La lâcheté aujourd'hui est de s'en prendre aux gouvernements, ou mieux encore, à l'Europe, alors que ce sont les deux institutions qui s'efforcent le plus de limiter autant que faire ce peut le pouvoir exorbitant des multi-nationales.

Celles-ci démontrent jusqu'à l'insolence leur égoïsme en élevant l'intérêt de l'actionnaire au-dessus de tous les autres partenaires - salariés, fournisseurs, Etat. 

Pourtant, qui est l'actionnaire d'une multi-nationale? Une institution ou un particulier qui achète des titres en bourse pour sa valorisation, sous quelques jours ou quelques mois, et prêt à vendre dès qu'ils en voient l’opportunité. 

On est à mille lieues du chef d'entreprise, propriétaire et dirigeant, qui participe aux gains, mais aussi aux pertes, et dont le destin personnel est lié à la santé de son entreprise. 
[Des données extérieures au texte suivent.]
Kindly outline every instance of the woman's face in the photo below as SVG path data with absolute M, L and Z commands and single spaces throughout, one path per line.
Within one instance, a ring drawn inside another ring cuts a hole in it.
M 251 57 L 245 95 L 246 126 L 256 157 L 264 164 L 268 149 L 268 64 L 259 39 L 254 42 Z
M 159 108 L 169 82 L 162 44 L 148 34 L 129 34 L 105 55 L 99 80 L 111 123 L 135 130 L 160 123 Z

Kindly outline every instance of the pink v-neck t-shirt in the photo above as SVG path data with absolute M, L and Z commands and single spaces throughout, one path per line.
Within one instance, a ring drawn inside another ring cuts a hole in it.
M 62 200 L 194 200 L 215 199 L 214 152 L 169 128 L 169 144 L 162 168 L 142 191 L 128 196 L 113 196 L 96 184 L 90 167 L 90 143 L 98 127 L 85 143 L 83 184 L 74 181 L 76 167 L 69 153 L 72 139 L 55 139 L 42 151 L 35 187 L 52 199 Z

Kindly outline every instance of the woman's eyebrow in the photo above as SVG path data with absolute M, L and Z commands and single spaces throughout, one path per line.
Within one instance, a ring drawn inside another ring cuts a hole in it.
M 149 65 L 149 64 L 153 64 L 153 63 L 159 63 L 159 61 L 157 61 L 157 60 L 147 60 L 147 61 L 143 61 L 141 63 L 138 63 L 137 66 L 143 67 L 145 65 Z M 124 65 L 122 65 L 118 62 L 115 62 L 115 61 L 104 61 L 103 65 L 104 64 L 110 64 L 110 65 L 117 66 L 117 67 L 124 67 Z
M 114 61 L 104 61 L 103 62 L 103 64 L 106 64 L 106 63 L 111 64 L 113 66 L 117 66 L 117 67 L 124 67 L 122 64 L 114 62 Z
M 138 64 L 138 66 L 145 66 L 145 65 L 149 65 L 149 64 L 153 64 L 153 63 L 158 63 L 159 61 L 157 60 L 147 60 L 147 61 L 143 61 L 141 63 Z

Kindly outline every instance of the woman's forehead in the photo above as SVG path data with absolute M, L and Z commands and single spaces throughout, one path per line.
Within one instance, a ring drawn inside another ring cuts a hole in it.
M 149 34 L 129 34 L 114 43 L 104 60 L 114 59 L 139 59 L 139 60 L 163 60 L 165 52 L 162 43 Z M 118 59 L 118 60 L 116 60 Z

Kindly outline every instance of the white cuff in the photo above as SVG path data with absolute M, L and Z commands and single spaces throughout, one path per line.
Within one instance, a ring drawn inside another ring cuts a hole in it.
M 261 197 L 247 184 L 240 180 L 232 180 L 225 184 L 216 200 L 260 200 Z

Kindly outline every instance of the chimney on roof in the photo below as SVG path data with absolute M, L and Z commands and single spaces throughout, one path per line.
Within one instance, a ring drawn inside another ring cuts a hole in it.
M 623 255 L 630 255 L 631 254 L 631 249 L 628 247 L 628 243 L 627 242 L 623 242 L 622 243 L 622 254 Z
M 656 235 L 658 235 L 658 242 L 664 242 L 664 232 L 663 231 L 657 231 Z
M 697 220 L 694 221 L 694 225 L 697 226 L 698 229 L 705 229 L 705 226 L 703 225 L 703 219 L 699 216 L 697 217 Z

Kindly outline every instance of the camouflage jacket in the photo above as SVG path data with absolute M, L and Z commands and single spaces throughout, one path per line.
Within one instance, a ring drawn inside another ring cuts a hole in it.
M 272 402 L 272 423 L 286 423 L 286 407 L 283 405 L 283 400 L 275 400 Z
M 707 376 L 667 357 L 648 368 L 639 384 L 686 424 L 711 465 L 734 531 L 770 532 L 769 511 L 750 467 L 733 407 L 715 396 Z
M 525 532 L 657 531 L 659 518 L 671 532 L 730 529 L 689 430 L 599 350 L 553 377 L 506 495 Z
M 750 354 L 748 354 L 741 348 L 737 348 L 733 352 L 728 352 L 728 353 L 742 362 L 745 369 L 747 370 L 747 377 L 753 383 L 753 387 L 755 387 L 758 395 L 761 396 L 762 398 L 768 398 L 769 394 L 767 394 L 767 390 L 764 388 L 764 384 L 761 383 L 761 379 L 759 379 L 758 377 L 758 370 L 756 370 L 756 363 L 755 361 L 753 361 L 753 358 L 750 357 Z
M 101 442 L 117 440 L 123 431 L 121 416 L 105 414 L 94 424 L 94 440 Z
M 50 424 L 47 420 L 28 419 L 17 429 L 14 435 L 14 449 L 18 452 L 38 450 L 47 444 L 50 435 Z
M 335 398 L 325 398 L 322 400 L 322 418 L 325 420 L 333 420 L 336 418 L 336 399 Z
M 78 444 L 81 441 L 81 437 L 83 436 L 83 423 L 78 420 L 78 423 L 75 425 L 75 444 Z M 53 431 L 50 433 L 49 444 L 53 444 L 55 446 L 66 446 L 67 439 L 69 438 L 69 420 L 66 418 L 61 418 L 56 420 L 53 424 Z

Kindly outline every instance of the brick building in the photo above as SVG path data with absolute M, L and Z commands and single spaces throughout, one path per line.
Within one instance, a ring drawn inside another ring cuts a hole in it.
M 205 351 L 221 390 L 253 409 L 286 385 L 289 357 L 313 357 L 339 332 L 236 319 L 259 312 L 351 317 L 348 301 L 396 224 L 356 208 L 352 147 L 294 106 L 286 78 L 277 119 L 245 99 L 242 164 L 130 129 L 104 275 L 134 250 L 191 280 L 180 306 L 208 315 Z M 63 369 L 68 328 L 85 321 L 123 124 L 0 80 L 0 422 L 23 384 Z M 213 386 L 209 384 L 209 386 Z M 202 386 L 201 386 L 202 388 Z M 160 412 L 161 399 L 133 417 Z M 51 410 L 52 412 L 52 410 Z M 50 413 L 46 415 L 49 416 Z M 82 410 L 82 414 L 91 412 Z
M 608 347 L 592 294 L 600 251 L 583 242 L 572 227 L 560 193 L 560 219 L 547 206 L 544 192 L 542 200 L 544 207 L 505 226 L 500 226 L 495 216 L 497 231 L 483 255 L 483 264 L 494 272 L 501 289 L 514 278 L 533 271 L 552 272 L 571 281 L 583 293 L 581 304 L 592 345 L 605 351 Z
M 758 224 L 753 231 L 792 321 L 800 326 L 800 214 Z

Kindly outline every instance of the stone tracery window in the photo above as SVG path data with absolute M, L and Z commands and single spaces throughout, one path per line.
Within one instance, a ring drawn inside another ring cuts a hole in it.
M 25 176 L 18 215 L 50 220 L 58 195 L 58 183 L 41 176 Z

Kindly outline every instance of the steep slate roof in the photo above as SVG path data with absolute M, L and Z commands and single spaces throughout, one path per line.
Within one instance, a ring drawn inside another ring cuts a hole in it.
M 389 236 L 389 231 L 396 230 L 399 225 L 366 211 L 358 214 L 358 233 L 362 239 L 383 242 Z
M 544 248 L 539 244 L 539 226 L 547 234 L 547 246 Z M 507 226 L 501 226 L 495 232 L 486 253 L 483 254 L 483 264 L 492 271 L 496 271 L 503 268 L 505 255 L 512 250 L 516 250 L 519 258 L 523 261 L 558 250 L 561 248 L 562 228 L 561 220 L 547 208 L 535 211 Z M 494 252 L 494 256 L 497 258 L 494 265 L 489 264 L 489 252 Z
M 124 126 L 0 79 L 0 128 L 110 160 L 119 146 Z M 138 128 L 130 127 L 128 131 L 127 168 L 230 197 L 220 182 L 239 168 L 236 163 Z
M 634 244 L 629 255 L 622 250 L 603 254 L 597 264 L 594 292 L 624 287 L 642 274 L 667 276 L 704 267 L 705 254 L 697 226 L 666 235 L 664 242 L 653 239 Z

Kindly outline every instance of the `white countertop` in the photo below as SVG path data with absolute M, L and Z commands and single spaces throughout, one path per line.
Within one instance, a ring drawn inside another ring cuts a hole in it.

Pourquoi ne voit-on jamais une multi-nationale faire appel aux actionnaires quand ça va mal ? Quand ça va bien, on distribue à tout va, quand ça va mal, au secours l'Etat !

Quelle est la part des actionnaires dans le financement des grandes entreprises ? 
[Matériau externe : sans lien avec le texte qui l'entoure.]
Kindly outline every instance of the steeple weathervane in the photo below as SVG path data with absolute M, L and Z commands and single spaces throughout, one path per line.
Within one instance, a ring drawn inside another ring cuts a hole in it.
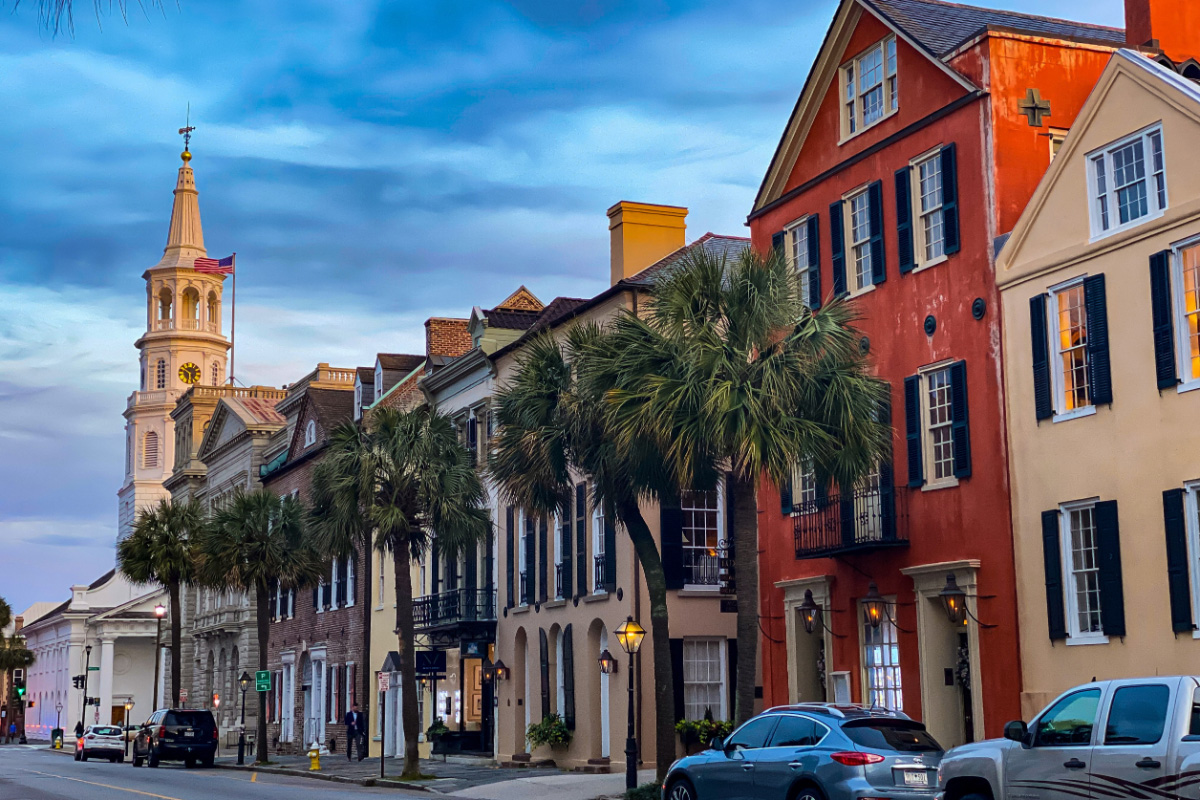
M 192 131 L 194 130 L 196 130 L 196 126 L 192 125 L 192 104 L 188 103 L 187 120 L 184 122 L 184 127 L 179 129 L 179 132 L 183 134 L 183 152 L 180 154 L 180 158 L 185 163 L 192 160 L 192 154 L 188 152 L 188 145 L 191 144 Z

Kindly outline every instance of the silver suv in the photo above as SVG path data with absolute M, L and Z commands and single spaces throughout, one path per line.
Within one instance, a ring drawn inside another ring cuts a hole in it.
M 920 722 L 862 705 L 764 711 L 671 765 L 663 800 L 925 800 L 942 747 Z

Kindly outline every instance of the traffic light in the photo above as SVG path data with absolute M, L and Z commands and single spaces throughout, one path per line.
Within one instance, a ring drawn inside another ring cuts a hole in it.
M 13 681 L 13 687 L 17 690 L 17 699 L 20 700 L 25 696 L 25 681 Z
M 83 676 L 82 675 L 74 676 L 73 678 L 71 678 L 71 682 L 75 684 L 76 689 L 83 688 Z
La complaisance à l'égard des grands groupes doit cesser. Ce sont eux qui construisent les montages les plus sophistiqués pour échapper à l'impôt, et qui consacrent le plus fort des bénéfices au seul profit des actionnaires. 

Les aides de l'Etat ne doivent concerner que les entreprises qui ont un accès difficiles aux marchés financiers, et un actionnariat familial. Pour les autres, le bénéfice doit servir en premier à l'entreprise, et en deuxième à l'actionnaire. Dans le cas contraire, il y a enrichissement sans cause.

Le fossé se creuse toujours et encore entre ces grandes entreprises capitalistes obnubilées par le cours de bourse, dont la hausse intéresse en premier lieu les dirigeants, et les citoyens, qu'ils soient salariés, clients, partenaires.

Faudra-t-il attendre que le monde explose pour que l'esprit capitaliste ne gouverne plus le monde, que l'obsession du profit au seul bénéfice de l'actionnaire ne soit plus qu'un mauvais souvenir?